Я прогулялся в туалет, предусмотрительно расположенный до пропускной зоны, и мы с Аглаей вышли на улицу. Она огляделась и, взяв меня за руку, направилась к огромной черной машине. Водитель вышел нам навстречу и открыл заднюю дверь. Сумка Аглаи и мой рюкзачок отправились в багажник.

- Заедем за Николаем Михайловичем, - сказал он, когда мы  с Аглаей устроились на просторных сиденьях, - потом – на аэродром. Вам удобно? Не холодно?

- Все в порядке, не холодно, - ответила Аглая. – Спасибо.

Она закрыла глаза и задремала. Я смотрел в окно. Помню, мне нравилось ехать на машине с водителем. Я не понимал сложности принимаемых Аглаей решений, не осознавал ее влияния на мою собственную судьбу – я беспечно предвкушал полет на вертолете и то, как потом расскажу о нем Ашоту и Коле.
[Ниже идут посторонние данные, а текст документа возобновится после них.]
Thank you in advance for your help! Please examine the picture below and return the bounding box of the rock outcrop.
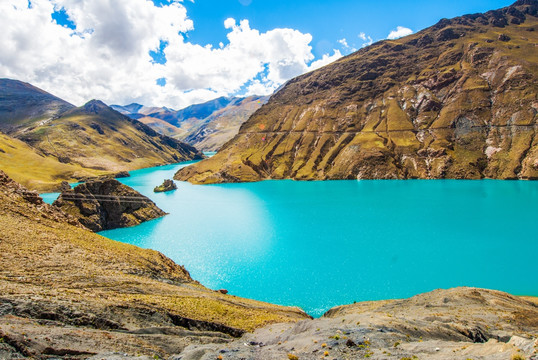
[153,179,177,192]
[53,179,166,232]
[175,0,538,183]
[177,288,538,360]
[0,172,309,359]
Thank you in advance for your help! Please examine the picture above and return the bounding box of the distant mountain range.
[176,0,538,183]
[111,96,269,151]
[0,79,203,190]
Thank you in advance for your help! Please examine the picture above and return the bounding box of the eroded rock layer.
[176,0,538,183]
[53,179,166,232]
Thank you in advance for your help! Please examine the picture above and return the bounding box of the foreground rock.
[53,179,166,232]
[175,0,538,184]
[0,171,308,359]
[179,288,538,360]
[153,179,177,192]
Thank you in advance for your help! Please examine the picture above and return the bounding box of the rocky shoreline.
[0,172,538,360]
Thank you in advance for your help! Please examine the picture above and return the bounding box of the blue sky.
[0,0,513,109]
[176,0,515,57]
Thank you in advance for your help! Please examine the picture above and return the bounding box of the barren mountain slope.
[176,0,538,183]
[0,171,308,358]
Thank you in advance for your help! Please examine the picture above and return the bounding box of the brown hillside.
[176,0,538,183]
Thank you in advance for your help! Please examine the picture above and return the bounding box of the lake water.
[44,164,538,316]
[90,164,538,316]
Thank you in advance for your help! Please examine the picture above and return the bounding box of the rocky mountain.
[0,79,203,190]
[0,171,309,359]
[0,79,75,132]
[0,132,103,190]
[53,179,166,232]
[112,96,269,151]
[176,0,538,183]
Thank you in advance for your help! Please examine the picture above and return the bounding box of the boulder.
[153,179,177,192]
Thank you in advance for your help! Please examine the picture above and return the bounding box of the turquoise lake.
[45,163,538,316]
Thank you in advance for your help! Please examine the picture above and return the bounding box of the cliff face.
[176,0,538,183]
[53,179,166,232]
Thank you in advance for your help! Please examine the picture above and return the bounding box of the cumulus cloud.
[358,32,374,47]
[0,0,341,108]
[387,26,413,40]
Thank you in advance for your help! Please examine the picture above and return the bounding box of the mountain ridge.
[111,95,269,151]
[0,79,203,191]
[176,0,538,184]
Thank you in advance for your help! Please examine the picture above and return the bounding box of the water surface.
[96,164,538,316]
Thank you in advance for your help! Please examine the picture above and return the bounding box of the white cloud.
[358,32,374,47]
[0,0,342,108]
[387,26,413,40]
[338,38,349,49]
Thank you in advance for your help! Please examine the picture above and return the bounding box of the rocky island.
[53,179,166,232]
[153,179,177,192]
[0,172,538,360]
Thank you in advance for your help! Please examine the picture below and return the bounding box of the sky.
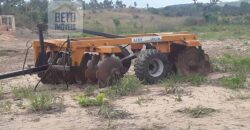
[82,0,237,8]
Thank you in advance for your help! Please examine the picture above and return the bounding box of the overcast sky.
[85,0,237,8]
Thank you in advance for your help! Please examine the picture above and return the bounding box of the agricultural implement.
[0,25,210,87]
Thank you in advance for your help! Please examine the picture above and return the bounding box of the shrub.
[213,54,250,73]
[219,75,246,89]
[84,85,98,96]
[175,105,216,118]
[12,87,33,99]
[105,76,142,98]
[0,101,12,113]
[75,93,105,107]
[0,87,4,99]
[113,18,121,27]
[28,92,56,111]
[98,103,131,120]
[162,74,206,88]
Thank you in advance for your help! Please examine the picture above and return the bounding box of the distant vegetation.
[0,0,250,39]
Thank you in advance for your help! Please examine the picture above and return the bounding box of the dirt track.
[0,32,250,130]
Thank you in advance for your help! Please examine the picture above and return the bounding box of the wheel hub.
[149,59,164,77]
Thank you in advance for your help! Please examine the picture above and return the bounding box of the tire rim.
[149,59,164,77]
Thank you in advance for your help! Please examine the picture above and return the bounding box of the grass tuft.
[12,87,34,99]
[162,74,206,90]
[105,76,142,99]
[0,87,4,99]
[84,85,98,96]
[219,75,246,89]
[28,92,57,112]
[213,54,250,73]
[175,105,217,118]
[98,103,131,120]
[75,93,105,107]
[0,101,12,113]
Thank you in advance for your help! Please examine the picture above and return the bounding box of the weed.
[219,75,246,89]
[0,87,4,99]
[75,93,105,107]
[187,75,206,86]
[135,97,154,106]
[162,74,206,90]
[105,76,142,99]
[84,85,98,96]
[175,94,182,102]
[213,54,250,73]
[175,106,217,118]
[28,92,56,111]
[228,93,250,100]
[0,101,12,113]
[12,87,33,99]
[141,128,154,130]
[98,103,131,120]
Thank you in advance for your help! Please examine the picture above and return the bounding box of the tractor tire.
[135,49,173,84]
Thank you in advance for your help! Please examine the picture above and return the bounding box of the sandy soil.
[0,31,250,130]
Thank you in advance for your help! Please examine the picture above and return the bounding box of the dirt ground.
[0,31,250,130]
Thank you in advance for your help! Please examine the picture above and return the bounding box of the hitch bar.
[0,65,49,80]
[0,65,71,80]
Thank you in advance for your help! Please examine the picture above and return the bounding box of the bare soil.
[0,31,250,130]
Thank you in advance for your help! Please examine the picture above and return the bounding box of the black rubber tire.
[134,49,173,84]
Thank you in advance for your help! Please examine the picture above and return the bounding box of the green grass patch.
[75,93,105,107]
[0,86,4,99]
[12,87,34,99]
[228,93,250,101]
[84,85,99,96]
[105,76,142,99]
[98,103,131,120]
[28,92,57,112]
[0,101,13,113]
[213,54,250,73]
[181,24,250,40]
[175,105,217,118]
[219,75,246,89]
[161,74,206,88]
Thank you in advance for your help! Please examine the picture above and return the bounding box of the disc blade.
[96,56,123,87]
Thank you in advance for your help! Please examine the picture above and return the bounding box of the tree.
[103,0,114,9]
[134,2,137,8]
[115,0,126,8]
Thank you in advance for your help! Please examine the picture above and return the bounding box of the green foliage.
[105,76,142,98]
[213,54,250,73]
[12,87,33,99]
[162,74,206,88]
[28,92,56,112]
[219,75,246,89]
[98,103,130,120]
[0,101,12,113]
[187,75,206,86]
[175,94,182,102]
[113,18,121,27]
[0,86,4,99]
[75,93,105,107]
[175,105,216,118]
[84,85,98,96]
Мы подъехали к еще одному офисному зданию, и в машину, рядом с водителем,  сел Николай Михайлович. Аглая проснулась.

- Как вы тут устроились, мои хорошие? – он повернулся к нам с Аглаей.

- Превосходно, - она улыбнулась, - очень удобно. Ваня, это Николай Михайлович, я говорила тебе, что познакомилась с ним на работе.  Иван– мой сын, - и представление свершилось.

Николай Михайлович с любопытством протянул мне руку. Я, сдержанно улыбаясь и глядя ему в глаза, ответил на рукопожатие.   

- Он на тебя непохож, - заметил Николай  Михайлович, - совсем непохож.

- Иван – сын моего покойного мужа, я – не родная Ванина мать, - спокойно объяснила Аглая.

- Вот оно что, - и старик с новым интересом посмотрел на Аглаю. – Я думал, ты в разводе. А ты, оказывается, вдова.  И давно вы с Ваней вдвоем?

-Летом будет два года, - мягко сказала Аглая и, меняя тяжелую тему разговора, рассмеялась, –Никогда раньше не летала на вертолете.

- Лететь недолго, а на машине чуть ли не полдня уйдет, - ответил Николай Михайлович.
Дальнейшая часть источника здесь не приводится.